Uluslararası İnsan Hakları Federasyonu Başkanı Kerim Lahidci, "Sivillerin günlük olarak ayrım gözetmeden ya da kasti bir şekilde bombalanması akını bütün bir kuşağı yaralıyor. Eğer bu hafta New York'ta toplanan liderler bu katliamı önlemenin yollarını arayıp sivillerin zarar görmesini engellemezse, on yıllarca sürecek huzursuzluk ve acının tohumlarını ekiyor olacağız. Suriye'de sivillerin korunması için harekete geçmek yapılacak en doğru şey. Fakat geçmişte yapılan hatalardan ders çıkarmamıza izin verin ve bölgedeki istikrarsızlığın daha derin sebepleri ile ilgilenin -  onun sadece en korkunç yan etkileri ile değil" dedi.
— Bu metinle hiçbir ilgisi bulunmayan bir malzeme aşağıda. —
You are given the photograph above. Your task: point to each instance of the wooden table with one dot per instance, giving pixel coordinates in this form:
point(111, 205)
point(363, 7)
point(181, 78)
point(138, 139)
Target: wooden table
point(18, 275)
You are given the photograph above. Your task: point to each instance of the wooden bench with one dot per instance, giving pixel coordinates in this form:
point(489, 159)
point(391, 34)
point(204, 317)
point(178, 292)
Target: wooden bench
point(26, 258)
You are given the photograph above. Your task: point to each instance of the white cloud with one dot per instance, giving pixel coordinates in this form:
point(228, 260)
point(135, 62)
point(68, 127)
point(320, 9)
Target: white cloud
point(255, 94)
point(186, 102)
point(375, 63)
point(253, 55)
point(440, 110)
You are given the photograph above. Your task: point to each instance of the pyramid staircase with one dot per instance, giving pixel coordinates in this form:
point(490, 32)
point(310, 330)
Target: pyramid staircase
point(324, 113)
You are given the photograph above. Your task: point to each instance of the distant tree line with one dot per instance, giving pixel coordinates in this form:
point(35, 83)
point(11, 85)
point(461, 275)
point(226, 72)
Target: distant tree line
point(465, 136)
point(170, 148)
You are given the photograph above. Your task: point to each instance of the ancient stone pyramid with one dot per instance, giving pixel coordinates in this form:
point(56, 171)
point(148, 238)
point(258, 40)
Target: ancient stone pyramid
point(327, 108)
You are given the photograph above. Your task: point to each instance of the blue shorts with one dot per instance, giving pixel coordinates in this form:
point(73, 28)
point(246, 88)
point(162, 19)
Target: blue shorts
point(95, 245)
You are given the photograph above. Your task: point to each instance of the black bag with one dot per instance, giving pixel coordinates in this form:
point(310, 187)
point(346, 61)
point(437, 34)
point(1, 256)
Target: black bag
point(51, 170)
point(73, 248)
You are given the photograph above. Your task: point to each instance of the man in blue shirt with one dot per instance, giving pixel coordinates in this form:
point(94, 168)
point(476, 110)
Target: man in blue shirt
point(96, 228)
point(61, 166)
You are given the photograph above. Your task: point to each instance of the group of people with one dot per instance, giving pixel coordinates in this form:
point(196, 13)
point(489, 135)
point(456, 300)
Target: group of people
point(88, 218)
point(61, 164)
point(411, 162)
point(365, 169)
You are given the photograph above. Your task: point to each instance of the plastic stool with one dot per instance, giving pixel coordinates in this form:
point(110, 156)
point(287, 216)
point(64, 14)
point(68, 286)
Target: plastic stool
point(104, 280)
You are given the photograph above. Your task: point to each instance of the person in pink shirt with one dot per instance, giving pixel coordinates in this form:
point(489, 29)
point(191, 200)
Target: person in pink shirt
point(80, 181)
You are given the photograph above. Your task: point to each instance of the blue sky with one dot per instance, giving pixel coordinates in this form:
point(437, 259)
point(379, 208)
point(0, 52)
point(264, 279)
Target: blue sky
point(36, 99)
Şubat ayında yapılan anlaşma, 2139 sayılı karar, basit bir şekilde taraflardan uluslararası hukuk uyarınca sahip oldukları temel sorumluluklara bağlı kalmalarını talep ediyordu ve bu geniş çaplı bir şekilde görmezden gelindi. Haklı olarak diplomatik bir ilerleme olarak takdir topladı - fakat küresel olarak eyleme geçilmemesinin bedelini ödeyen Suriye halkı için yeterli bir değişimin gerçekleşmesini sağlayamadı. Dünyanın ilgisi daha geniş çaplı siyasi krizlere kayarken, #WithSyria koalisyonu liderlere Güvenlik Konseyi'nin Şubat ayında sivillerin korunması için verdiği sözü tutması için çağrı yapıyor.
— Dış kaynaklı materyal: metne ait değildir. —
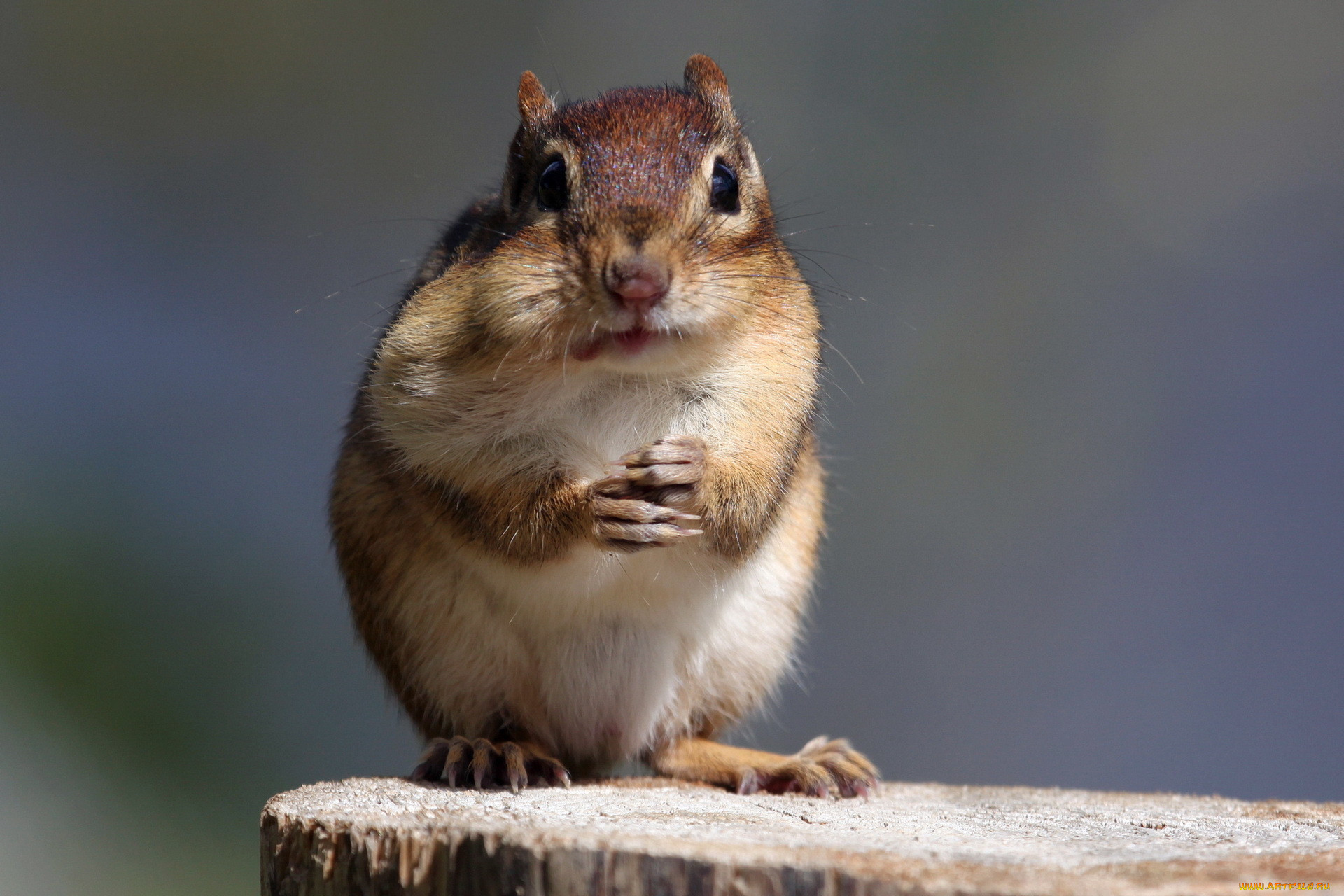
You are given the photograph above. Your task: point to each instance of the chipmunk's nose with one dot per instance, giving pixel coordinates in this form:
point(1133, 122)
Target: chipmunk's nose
point(638, 282)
Miliband "Ellerinde olmadan çatışmanın ortasında kalan Suriyeliler her gün ölüyor. İnsani yardım kuruluşları olarak bizim yetki alanımız onlara yardım etmek ama çalışanlarımızı da riske atan tüm tarafların sürdürdüğü çatışmalar yüzünden ulaşamadığımız insanlar var" dedi.